The camera never stopped rolling……shot one close-up, panned/zoomed, shot another, etc.Each closeup needs to be graded differently.
If I send the entire clip to Resolve (FCP X round-trip), I will need to create 8 different versions (one for each closeup) and then XML out 8 times to FCP X…….unless there is a way I don’t know about for doing it in one export.I was hoping there is a simpler workflow for handling this. If the cam had been switched off/on between each close-up, I could round-trip 8 clips to Resolve, grade each differently, then round-trip the 8 back at one time. But, it is one clip, not 8.
Let me know if I am still not clear on the problem and I will give it another try.
-
John Young
August 20, 2012 at 8:33 pmHow about working the whole clip eight different ways (one for each section) then using opacity to blend all 8 into one seamless clip.
What you are wanting to do is totally doable. I think it is just a matter of controlling the transition from one graded section to the next.
John
-
Michael Holmes
August 20, 2012 at 9:11 pmI don’t need the transitions, John. The pan/zooms won’t be used, just the individual close-ups.

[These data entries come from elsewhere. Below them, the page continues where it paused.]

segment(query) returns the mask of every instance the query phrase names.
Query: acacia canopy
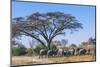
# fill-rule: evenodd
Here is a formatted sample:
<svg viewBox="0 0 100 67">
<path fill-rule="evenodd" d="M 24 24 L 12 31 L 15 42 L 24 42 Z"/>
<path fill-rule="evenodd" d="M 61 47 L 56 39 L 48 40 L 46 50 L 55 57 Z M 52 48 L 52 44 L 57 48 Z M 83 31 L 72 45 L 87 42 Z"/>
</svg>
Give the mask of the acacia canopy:
<svg viewBox="0 0 100 67">
<path fill-rule="evenodd" d="M 27 17 L 12 19 L 12 38 L 19 35 L 30 36 L 50 49 L 51 41 L 65 30 L 75 31 L 82 28 L 76 18 L 63 12 L 33 13 Z M 43 37 L 41 39 L 40 37 Z"/>
</svg>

Can you please give me a page number in the new Resolve 9 manual where it discusses simultaneously using different grades in different segments of a single clip?
-
Peter Chamberlain
August 21, 2012 at 1:51 amHi Michael, in Resolve every grade is applied based on its source clip and we use timecode and other items like Reel name or File name to separate similar timecodes. In your case there is one clip so it gets one grade. This is ideal for many situations but clearly when you have one long clip you need to apply different grades. The way to do this is with grade versions.
You can split the clips in a number of ways to make separate clips, scene cut or manual split or XML, but ultimately by making a ‘version’ of the grade for each section of the clip will permit multiple grades for the one source clip. Leave the wanted version for each section active and render all the clips. The render should create one clip per section each with the correct version.
Peter
-
Joseph Owens
August 21, 2012 at 3:58 pmSo you must be sending the continuous camera original to Resolve as a single clip… I am not clear if you are attempting to razor the original in FCX or not and sending an XML to Resolve.
As an XML-flow project, you should be seeing two sequences in the Conform page. The Master Timeline contains all the source media as it exists in the Source Bin, uncut. There should also be a “cut” sequence, which would contain all your razor “notches” (what we used to call an event boundary in Renaissance, etc.). Opening the cut sequence in the COLOR page should still have those boundaries, but because the source clip is the same for all the events, they will be linked. You can break the grouping and grade them all individually as if they were independent clips at that point, and render them out so that they behave like independent clips (which they will be, in Source mode). You do also have the option of creating razor cuts on the timeline in the Conform page, which still need to be unlinked, or as has been suggested a number of times, remote or local versions.
If you only have a master timeline in Resolve, you can create a new sequence, which will be a clone of the Master Timeline, and the new one will be editable, as the Master Timeline is not.
There is absolutely no need to render multiple versions of the source clip to realize different treatments of the media within that single clip. Keyframes would also be an option, if you want to keep the entire clip intact as a single entity.
jPo
“I always pass on free advice — its never of any use to me” Oscar Wilde.